Hi Jose (if you prefer spanish, let me know)
Regarding ATrousWaveletTransform, I was surprise to see that if I split an image into low frequency (64 pixel layer) and high frequency (32 pixel layer and up) components and then I add these 2 components using pixelmatch the tool produces a different image from the original. I am not talking about rounding errors, I am talking of visible differences.
First, a theorical background: The À Trous wavelet transform is what is called a redundant function. This means, that each scale layer has the same dimensions as the original image, instead of storing "wavelets coefficients". This way, the inverse ATrousWavelets transform is simply the sum of every layer.
Now, internally each layer is a new floating point image, with positive and negative values. If you design a PCL process module, or PJSR script, sepparating small scales and large scales in two different floating point images with ATWT and then adding them together should yield the same image as result as the original one.
Now, with the ATWT process "frontend", something different happens. This tool has been designed for image enhancement, not mathematical handling. It tries to output data das has visually a meaning (i.e. in the 0 to 1 range). Everything outside this is clipped, truncated. So, if you disable some layers, you'll get a los of zeroes (and some ones, 1s, maybe) that represent data loss. Because of this, simply adding the results of disabling some layers won't work.
BTW, if you preview a particular layer, you'll see that it has an offset, to propperly represent negative values on the screen. This way, 0.5 is in fact 0.
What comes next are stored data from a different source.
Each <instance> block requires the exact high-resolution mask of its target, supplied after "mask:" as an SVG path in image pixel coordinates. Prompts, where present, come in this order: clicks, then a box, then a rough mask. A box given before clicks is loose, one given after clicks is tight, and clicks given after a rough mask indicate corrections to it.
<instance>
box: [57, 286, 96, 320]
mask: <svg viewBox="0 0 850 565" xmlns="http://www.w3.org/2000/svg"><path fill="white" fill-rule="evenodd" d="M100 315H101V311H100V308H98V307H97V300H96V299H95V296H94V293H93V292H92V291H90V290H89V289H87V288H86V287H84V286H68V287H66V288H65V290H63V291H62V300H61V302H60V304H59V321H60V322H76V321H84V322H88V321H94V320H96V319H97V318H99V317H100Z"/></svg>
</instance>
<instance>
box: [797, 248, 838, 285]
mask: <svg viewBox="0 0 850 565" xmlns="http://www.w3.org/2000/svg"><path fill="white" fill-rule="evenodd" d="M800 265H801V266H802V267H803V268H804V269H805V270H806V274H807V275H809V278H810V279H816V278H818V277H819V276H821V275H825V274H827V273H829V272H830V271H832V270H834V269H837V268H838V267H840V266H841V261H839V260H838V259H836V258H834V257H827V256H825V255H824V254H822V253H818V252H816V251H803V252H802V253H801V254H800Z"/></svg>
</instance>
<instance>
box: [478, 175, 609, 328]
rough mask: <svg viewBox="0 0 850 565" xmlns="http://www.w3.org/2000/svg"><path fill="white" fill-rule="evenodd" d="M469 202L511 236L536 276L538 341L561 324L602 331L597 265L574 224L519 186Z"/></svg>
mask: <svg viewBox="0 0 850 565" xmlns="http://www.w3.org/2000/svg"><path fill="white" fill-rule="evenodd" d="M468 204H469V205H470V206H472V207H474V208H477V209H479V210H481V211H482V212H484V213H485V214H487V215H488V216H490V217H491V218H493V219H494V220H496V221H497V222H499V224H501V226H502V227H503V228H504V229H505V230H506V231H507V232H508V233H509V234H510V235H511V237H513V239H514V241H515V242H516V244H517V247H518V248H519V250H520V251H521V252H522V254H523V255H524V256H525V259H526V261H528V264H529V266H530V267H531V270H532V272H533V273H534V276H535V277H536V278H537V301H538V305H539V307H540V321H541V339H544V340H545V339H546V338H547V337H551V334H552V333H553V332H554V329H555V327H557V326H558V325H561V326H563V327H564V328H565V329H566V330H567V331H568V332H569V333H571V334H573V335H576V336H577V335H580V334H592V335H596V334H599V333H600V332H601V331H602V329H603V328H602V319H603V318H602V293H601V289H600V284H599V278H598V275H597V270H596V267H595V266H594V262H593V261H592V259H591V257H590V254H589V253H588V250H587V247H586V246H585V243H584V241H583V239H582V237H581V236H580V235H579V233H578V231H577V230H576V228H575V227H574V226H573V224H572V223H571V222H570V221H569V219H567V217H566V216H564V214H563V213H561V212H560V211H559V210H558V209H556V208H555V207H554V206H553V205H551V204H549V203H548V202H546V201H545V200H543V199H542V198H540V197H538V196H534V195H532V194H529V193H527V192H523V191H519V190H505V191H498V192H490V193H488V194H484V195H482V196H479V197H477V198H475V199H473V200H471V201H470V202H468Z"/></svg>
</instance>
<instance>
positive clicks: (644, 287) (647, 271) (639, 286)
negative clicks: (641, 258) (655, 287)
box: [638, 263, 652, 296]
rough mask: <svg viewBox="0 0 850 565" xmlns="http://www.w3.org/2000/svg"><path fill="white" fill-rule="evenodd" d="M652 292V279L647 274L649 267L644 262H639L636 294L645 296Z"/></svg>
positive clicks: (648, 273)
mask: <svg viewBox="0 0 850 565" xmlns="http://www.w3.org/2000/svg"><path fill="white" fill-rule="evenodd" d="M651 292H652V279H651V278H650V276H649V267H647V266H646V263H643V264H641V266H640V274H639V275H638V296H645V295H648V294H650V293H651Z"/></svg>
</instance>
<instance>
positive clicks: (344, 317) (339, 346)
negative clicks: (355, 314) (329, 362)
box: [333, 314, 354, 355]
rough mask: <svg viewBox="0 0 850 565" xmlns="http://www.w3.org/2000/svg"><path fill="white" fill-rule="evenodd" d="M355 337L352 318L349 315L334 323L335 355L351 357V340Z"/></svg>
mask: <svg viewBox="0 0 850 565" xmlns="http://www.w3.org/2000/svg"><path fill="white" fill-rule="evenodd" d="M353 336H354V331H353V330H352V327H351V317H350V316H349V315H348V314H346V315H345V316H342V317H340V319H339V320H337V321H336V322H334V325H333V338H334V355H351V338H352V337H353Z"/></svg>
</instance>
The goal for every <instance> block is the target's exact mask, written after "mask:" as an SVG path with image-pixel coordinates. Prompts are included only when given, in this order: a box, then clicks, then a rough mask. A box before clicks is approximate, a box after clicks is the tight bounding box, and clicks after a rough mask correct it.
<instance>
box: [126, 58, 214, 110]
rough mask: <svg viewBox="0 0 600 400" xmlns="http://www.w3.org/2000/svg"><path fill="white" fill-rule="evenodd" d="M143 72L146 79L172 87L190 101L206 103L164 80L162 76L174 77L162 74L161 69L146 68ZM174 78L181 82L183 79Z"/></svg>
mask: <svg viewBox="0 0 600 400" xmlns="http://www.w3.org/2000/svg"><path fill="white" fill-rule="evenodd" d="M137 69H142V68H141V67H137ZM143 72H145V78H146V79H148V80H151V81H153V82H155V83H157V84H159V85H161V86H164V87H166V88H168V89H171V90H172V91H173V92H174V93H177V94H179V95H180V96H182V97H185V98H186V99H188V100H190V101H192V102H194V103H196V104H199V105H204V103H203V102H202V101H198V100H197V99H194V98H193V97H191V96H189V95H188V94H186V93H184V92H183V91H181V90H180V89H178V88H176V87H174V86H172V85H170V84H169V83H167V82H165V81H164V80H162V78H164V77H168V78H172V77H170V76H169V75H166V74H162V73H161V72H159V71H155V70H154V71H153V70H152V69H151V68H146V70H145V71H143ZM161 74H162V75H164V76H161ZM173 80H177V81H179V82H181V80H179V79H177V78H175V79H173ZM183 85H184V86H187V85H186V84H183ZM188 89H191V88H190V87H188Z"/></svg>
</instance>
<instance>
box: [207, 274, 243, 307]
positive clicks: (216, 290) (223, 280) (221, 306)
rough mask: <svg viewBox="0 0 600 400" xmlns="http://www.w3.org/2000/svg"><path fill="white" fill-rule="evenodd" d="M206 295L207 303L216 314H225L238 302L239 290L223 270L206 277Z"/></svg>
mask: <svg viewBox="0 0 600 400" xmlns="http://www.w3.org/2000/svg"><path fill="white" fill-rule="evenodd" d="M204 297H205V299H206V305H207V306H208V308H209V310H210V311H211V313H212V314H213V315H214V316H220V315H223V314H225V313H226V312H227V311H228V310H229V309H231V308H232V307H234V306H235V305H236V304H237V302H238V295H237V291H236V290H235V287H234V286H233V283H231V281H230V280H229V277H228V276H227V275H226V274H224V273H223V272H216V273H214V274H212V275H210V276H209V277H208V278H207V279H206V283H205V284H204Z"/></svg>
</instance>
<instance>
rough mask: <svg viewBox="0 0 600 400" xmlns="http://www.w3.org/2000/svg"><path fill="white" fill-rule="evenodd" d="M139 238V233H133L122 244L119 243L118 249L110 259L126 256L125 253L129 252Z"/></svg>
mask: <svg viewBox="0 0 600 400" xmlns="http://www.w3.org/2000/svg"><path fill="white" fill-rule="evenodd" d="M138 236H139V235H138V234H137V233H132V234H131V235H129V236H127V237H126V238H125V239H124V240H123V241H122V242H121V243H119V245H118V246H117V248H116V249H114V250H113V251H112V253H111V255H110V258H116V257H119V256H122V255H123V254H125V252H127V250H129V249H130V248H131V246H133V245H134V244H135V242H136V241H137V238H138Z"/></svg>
The workaround: If you want to get only the first 4 layers in one image, for example, then you must do the opposite: disable them, and create a large scale image, since it is much less likelly that you'll get data loss there. Do that to a clone of the original image. Now, using PixelMath, subtract the large scale image to the original one. If you want to keep all data intact, but don't care too much about pixel value shifts or scalations (additive and multiplicative effects), then rescale the image. If you want to have full control over the data, create your own shift and amplification, disabling the rescale option. A third option is to create two high frecuency (small scale) images, one with the bright features, and another with dark features. Just don't rescale, and invert the order of the operant images. Then, to reconstruct the original image do this: Large+Small_bright-Small_dark and you have not to worry about shifts or other factors.
Hope this helps.